Werrett wonders, towards the end, whether “the era of ‘Big Science’ has been only a brief hiatus in an otherwise long and thrifty history”. He sees the ‘maker’ community of recent years — such as those engaging in ‘thrifty innovation’ in do-it-yourself biology or the South Asian jugaad movement — as a return to small-scale experimentation with recycled and retrofitted equipment. He ties this, too, to a burgeoning environmental consciousness. Looking at what was accomplished in the past centuries of scientific research, he claims that there is “no reason to suppose” that this trend “could not generate the same kind of revolutionary discoveries in the future”.
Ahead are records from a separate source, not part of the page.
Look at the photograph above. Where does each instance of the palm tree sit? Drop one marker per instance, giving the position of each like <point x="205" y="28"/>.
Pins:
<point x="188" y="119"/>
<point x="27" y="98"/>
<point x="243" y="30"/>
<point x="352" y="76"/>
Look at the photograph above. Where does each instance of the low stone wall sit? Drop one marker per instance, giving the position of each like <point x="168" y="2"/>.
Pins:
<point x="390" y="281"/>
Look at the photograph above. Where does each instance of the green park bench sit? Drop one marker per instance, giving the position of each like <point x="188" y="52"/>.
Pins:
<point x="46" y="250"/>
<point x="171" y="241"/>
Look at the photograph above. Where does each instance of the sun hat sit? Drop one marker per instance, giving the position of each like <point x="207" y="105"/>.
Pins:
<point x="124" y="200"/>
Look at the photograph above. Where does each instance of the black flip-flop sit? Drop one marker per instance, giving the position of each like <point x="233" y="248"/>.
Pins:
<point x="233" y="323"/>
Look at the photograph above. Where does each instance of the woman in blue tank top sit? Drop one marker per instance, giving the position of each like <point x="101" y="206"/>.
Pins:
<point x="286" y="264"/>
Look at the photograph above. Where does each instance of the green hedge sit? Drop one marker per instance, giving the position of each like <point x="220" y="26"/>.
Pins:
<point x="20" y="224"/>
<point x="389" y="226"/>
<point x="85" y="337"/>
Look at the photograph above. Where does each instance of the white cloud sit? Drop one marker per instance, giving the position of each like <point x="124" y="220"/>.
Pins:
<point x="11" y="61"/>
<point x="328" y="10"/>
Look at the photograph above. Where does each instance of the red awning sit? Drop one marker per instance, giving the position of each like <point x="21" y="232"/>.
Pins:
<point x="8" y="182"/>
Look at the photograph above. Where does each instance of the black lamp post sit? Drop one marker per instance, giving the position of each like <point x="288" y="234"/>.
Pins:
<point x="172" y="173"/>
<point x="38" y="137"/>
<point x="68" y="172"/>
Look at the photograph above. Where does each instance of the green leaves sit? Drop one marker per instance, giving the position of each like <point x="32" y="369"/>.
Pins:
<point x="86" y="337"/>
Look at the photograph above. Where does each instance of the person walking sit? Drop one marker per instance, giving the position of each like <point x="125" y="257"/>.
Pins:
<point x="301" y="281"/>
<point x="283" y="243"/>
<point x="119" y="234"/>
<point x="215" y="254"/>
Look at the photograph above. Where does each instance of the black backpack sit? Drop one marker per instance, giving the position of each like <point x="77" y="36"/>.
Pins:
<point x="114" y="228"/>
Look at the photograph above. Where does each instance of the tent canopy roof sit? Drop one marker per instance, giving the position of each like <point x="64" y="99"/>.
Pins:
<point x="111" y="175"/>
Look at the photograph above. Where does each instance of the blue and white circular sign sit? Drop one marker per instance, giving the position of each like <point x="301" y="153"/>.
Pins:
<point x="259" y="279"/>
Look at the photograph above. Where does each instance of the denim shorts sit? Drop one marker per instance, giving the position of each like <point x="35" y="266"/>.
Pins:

One wonders. Simple apparatus was perfectly suited for picking what (fairly or not) now looks like the low-hanging fruit of science — and there was a vast garden of fundamental discoveries, from microorganisms to the laws of motion, to be picked. I have had the impression over the years that some historians of science dislike using the word ‘progress’ for fear of implying that all history was building towards the modern age. But although human history is under no obligation to make or demonstrate progress (by whatever measure), science is explicitly designed for it. My fruit-picking reference might make me sound like a pillager of the environment, out of tune with modern sensibilities, but that’s a problem with our metaphors, not with our reality.

Science really does build on its history, those shoulders of giants and bricks of knowledge. That’s its point. And as a working scientist myself, I can’t help but believe that our knowledge becomes more complex, refined and complete as time goes on. We revise, we reassess, we revisit — but always in the interest of comparing our ideas against physical reality. And although that reality also seems increasingly complicated as we make better measurements of it, that forces our theories and experiments to keep pace. All too often, it forces our equipment and funding to keep pace, as well.

I grew up in a small farming town, and know exactly what it’s like to be passionately interested in science, making do without many of the resources needed to explore it. If I saw some unusual creature under my microscope, no one could tell me what it was. I would have loved to have seen Comet West when it passed through the inner Solar System in 1976, but the local newspapers never mentioned it. I am very sympathetic to ‘makers’ and basement experimenters. But no matter how appealing the prospect might be, I think that the chances of revolutionary experiments happening with simple materials are dwindling by the year.